I’m telling this story to contextualize my own feminist ideology. I have always believed that women are strong, capable, and awesome. I knew that I could do anything that I put my mind to, and I always imaged that I would find my future self being totally independent, successful, and in some interesting, rewarding career. But…
I met my fiancĂ© Matt when I was eighteen. I am now twenty four, and we have been together ever since (that’s six, long years, people) and will be married on May 7, 2011(yay!). I will also finish my master’s degree in English exactly one week before we wed (thanks, mom). I am thrilled to spend my life with Matt, but our engagement has been challenging for me because it is taking me down a very different road than the one I imagined as a girl. I’m having to wrap my mind around a lot of big issues that have nothing to do with flowers or dresses or cake flavors (although I’m dealing with those too).
Matt will be the bread winner of our family because, let’s face it, America just doesn’t really prioritize its teachers, and he’s an electrical engineer. Therefore, when we move from our little college town, it will be to wherever Matt finds the best job. I am also choosing not to go for my ph.d right now because our mini-family needs the flexibility of being able to relocate anywhere.
And here’s the kicker: I recently realized that I really want a baby sooner rather than later now that I have found the person with whom I want to raise it.
With that shocker comes other, still more mind-spinning realizations. I know that, if possible, I want to be with our child during its early years which means staying home from work for a year or two. That puts me square into Mad Men territory, folks and seriously challenges my ideas about what a modern woman should be and do. I can’t be a housewife, dammit! I’m a feminist who went to a women’s college and is writing a paper on Jeanette Winterson’s application of second and third wave feminism for my Irish women’s lit class this semester.
I’ve cried a lot and have felt so conflicted over what being a wife and a feminist woman means to me. Then, I would feel so wrong and guilty for being so sad about getting married and living a life that I was in other ways passionately yearning for. It feels like I have literally been on a roller coaster ride of emotions these past seven months since getting engaged. Some days I want to walk around with my left hand acting as a banner that says, “Hey! Something incredible is happening to me!” and other days I want to sit on that hand and wear really long sleeves because I’m confused about what that attached banner really says about me.

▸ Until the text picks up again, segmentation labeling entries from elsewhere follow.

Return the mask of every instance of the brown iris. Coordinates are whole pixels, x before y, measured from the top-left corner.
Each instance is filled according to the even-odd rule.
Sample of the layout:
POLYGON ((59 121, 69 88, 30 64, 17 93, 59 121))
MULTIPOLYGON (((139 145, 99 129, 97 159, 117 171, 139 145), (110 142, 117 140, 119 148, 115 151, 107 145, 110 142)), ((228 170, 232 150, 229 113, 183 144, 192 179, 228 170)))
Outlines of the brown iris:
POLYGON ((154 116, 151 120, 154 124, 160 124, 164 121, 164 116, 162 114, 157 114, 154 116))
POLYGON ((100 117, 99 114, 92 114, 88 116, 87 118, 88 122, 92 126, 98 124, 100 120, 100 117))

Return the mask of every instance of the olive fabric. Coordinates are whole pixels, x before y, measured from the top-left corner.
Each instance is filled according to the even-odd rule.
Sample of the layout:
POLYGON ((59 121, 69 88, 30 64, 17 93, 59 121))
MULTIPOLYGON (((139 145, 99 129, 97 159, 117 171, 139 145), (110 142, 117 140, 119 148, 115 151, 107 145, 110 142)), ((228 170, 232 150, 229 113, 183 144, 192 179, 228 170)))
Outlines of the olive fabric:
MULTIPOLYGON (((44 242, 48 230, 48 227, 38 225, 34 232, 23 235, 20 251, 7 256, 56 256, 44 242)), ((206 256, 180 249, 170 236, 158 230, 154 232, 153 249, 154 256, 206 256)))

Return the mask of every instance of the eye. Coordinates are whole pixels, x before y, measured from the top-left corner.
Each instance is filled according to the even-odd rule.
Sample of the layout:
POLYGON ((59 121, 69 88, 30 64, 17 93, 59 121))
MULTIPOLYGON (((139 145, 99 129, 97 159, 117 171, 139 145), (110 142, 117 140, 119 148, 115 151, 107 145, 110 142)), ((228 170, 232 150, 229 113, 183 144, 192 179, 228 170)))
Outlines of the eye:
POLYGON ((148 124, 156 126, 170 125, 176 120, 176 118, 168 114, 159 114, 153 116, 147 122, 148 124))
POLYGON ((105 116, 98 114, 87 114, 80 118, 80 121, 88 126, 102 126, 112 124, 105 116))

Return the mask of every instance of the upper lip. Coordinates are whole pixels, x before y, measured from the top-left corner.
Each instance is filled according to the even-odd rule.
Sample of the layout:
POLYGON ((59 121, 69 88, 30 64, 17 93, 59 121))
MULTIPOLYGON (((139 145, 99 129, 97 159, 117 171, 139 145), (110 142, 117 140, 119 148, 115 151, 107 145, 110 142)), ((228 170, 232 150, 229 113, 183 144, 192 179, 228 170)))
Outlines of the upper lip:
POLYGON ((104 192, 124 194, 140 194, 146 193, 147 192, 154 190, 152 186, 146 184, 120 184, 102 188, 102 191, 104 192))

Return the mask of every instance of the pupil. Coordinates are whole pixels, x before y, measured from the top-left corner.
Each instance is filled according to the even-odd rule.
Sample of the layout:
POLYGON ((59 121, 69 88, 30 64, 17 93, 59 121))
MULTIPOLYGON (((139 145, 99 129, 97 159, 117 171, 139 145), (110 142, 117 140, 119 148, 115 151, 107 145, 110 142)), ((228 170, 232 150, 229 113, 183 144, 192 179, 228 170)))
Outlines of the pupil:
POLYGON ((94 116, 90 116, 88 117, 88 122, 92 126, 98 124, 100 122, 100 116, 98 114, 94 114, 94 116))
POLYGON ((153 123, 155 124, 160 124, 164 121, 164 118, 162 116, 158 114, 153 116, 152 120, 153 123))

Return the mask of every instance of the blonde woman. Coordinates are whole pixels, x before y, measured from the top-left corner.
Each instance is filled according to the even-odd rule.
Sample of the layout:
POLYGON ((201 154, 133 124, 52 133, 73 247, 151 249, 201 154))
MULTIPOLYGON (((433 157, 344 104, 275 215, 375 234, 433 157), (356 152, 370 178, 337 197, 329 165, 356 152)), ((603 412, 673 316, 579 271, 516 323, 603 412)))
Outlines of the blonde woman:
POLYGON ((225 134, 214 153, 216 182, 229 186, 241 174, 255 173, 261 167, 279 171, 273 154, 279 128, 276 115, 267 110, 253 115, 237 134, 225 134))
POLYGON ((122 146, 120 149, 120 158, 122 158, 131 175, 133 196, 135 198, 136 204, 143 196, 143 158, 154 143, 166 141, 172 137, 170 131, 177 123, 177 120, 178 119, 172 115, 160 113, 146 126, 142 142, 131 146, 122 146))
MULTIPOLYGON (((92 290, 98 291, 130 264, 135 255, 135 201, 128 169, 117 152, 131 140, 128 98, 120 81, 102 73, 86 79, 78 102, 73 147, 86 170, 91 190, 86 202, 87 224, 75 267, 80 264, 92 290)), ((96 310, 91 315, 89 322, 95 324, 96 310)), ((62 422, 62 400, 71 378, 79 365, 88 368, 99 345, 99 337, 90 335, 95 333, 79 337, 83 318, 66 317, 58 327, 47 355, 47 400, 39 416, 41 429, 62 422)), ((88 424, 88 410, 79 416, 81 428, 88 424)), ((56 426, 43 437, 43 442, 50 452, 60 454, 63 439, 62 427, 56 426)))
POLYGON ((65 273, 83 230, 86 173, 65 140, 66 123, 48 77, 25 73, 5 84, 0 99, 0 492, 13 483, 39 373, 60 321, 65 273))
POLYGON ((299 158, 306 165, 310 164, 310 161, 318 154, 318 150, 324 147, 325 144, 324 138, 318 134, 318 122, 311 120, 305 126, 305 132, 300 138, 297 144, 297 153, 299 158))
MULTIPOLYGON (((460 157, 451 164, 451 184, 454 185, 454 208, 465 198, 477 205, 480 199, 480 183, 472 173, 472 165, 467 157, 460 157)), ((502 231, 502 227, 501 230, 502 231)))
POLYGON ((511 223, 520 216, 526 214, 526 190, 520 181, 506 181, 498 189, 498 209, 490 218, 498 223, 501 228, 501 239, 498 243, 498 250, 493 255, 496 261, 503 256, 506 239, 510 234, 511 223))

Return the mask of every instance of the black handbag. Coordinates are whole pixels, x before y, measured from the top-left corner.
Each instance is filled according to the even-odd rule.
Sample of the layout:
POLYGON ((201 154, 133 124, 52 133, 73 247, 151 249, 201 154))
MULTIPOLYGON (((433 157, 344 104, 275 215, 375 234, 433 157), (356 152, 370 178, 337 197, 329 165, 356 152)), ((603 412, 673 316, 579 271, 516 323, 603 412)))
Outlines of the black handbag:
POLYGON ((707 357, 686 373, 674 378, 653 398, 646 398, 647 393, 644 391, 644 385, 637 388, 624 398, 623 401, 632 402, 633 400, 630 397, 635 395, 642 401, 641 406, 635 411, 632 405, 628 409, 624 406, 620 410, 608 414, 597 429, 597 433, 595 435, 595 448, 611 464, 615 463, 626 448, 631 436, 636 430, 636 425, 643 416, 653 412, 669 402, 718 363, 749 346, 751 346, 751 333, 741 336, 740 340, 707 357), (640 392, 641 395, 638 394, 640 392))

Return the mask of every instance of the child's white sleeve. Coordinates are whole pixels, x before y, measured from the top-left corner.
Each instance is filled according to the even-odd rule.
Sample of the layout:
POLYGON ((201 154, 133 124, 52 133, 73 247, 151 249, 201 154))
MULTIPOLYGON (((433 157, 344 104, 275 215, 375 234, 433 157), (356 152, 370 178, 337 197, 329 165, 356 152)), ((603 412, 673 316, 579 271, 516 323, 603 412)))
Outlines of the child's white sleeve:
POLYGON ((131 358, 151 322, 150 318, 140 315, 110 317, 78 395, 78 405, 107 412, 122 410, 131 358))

Then this weekend I was reading an old More magazine that my mom had lying around, and in it was an article called “What the new feminists look like.” The women interviewed were between the ages of seventeen and thirty-ish, and I was blown away by how different every one of their ideas about feminism are. Why they label themselves that way, what they do to participate socially and politically, and their race, age, and ethnicity were all completely different. Yet, they were still a group. This realization helped me contextualize another experience from my week in Tennessee.
On Saturday, Mom, her two friends, and I went to lunch then shopping. One of the women is recently divorced, and the other has been married for thirty six years. Over lunch, my wedding was a topic of conversation, and this transitioned into a discussion on marriage and their differing ideas of what that means. I didn’t really see myself in any of their definitions, but what really stuck out was the sense of oneness I felt being a part of the conversation with these older women at a tiny table in a crowded restaurant. I felt like no matter what my marriage will look like, I have a voice at the table. I am entering into a club of sorts. I will be a wife, and this ties me to all the women who have filled that role before me. I felt like a woman, not a girl for the first time in my engagement period. Instead of being unsure and insecure, I felt analytical and confident. I feel like my engagement has acted as a sort of rite of passage into this new community where I am finally an adult to other women, and this was a powerful moment for me because instead of feeling like I was breaking ties to the strong, awesome women of the world, I realized that I am becoming something just as interesting, complex, and wonderful.
One of the women in the More article, Tracy Clark-Flory, said her goal is “to resist the easy narrative and think critically.” This statement resonates with me as I think about my future. The easy narrative of my life is: young woman marries early and fills stereotypical role of southern wife, but I’m resisting that. My life may look traditional, but it is the life that I am choosing and creating for myself. I am not losing anything by this choice. I am gaining happiness and a family, and that is finally starting to feel like a compromise with, not a sacrifice of, the other life I had once imagined.